So... why not do this in CachingWrapper/SpanFilter, but, instead of discarding the cache entry when deletions must be enforced, we dynamically apply the deletions? (I think we could use FilteredDocIdSet).
Yea, that would work well. You will need to somehow still know when to enable or disable this based on the filter you use (it should basically only be enabled ones that are passed to constant score...
OK I'll take that approach on next iter.
But: I think this may need to be enabled in other cases where the
filter is used (ie not only CSQ). Sure, CSQ is the one example we
have today, where if you pass a Filter that ignores "recent" deletions
you'll be in trouble... but who knows what other uses of a Filter
might trip up on this intentional cache-incoherence we're introducing.
Agreed. As I see it, caching based on IndexReader is key in Lucene, and with NRT, it should feel the same way as it is without it.
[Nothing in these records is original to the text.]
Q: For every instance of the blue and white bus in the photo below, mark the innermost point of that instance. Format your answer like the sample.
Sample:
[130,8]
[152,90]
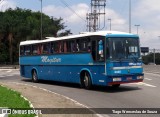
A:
[105,58]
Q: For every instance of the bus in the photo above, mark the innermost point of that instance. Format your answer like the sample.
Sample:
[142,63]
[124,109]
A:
[104,58]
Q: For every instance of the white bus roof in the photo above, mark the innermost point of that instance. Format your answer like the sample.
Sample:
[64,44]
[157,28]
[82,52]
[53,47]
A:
[83,34]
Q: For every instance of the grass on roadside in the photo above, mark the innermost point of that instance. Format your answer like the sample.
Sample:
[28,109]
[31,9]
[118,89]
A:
[13,99]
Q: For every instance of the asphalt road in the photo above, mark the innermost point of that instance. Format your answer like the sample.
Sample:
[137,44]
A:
[137,95]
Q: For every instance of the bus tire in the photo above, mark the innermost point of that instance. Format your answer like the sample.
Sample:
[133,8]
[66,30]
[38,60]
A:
[116,85]
[34,76]
[86,80]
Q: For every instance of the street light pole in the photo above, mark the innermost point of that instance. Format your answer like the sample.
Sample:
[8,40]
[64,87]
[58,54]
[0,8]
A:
[41,20]
[110,22]
[130,22]
[137,27]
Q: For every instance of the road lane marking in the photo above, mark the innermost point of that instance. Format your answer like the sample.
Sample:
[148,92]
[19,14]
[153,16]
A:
[9,71]
[147,78]
[76,102]
[145,84]
[152,74]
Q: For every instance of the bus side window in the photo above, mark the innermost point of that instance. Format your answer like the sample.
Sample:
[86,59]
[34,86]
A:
[35,49]
[77,45]
[22,50]
[100,49]
[27,50]
[46,48]
[39,49]
[52,48]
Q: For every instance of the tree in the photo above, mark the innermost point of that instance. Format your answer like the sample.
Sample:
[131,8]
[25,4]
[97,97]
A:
[21,24]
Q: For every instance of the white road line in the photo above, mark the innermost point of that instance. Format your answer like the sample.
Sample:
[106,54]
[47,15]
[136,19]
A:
[145,84]
[9,71]
[10,75]
[147,79]
[152,74]
[76,102]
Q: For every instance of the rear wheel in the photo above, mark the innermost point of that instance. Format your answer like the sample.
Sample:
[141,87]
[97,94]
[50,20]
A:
[116,85]
[86,81]
[34,76]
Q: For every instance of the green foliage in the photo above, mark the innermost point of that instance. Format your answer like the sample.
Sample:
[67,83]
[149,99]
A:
[21,24]
[12,99]
[149,58]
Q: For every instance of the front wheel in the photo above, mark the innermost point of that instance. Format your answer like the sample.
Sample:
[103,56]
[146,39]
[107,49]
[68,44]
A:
[116,86]
[86,81]
[34,76]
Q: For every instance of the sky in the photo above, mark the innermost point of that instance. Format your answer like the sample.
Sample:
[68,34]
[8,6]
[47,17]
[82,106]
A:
[145,13]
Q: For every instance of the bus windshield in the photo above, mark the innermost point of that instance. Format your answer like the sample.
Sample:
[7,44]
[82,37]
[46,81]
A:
[124,48]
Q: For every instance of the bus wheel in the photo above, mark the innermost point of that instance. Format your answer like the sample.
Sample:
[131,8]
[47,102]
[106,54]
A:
[116,86]
[87,81]
[34,76]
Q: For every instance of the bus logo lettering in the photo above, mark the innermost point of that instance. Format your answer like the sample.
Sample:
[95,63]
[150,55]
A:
[45,59]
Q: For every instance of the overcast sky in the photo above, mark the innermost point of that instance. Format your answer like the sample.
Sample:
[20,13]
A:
[145,13]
NRT should not change the way you build your system.
Well... NRT and up-to-date deletions will always present a challenge.
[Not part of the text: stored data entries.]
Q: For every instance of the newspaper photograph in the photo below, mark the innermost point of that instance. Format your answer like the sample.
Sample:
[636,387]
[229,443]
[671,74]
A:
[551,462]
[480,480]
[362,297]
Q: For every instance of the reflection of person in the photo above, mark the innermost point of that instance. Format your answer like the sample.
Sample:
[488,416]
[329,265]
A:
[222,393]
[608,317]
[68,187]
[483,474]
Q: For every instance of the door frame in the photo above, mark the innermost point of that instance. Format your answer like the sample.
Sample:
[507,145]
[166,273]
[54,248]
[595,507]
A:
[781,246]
Really, this tradeoff we are making here, where a cached filter can be
set to either 1) ignore new deletions, 2) discard its cache entry and
fully regenerate itself, or 3) dynamically intersect the deletions, is
similar to the discussions we've had about just how an NRT segment
reader should enforce recent deletions.
Ie, ignoring option 1 (which of course gives the best perf), option 2,
while making a reopen more costly, gets you the best search
performance (since only one bit set is checked during searches).
Option 3 makes reopens much faster, but then search peformance takes a
hit (since you're checking 2 bit sets).
Option 2 is analogous to how Lucene now handles the per-segment
deleted docs bit vector (it's fully recreated on each reopen), while
option 3 is analogous to how Zoie handles deletions (new deletions are
dynamically applied to all search hits).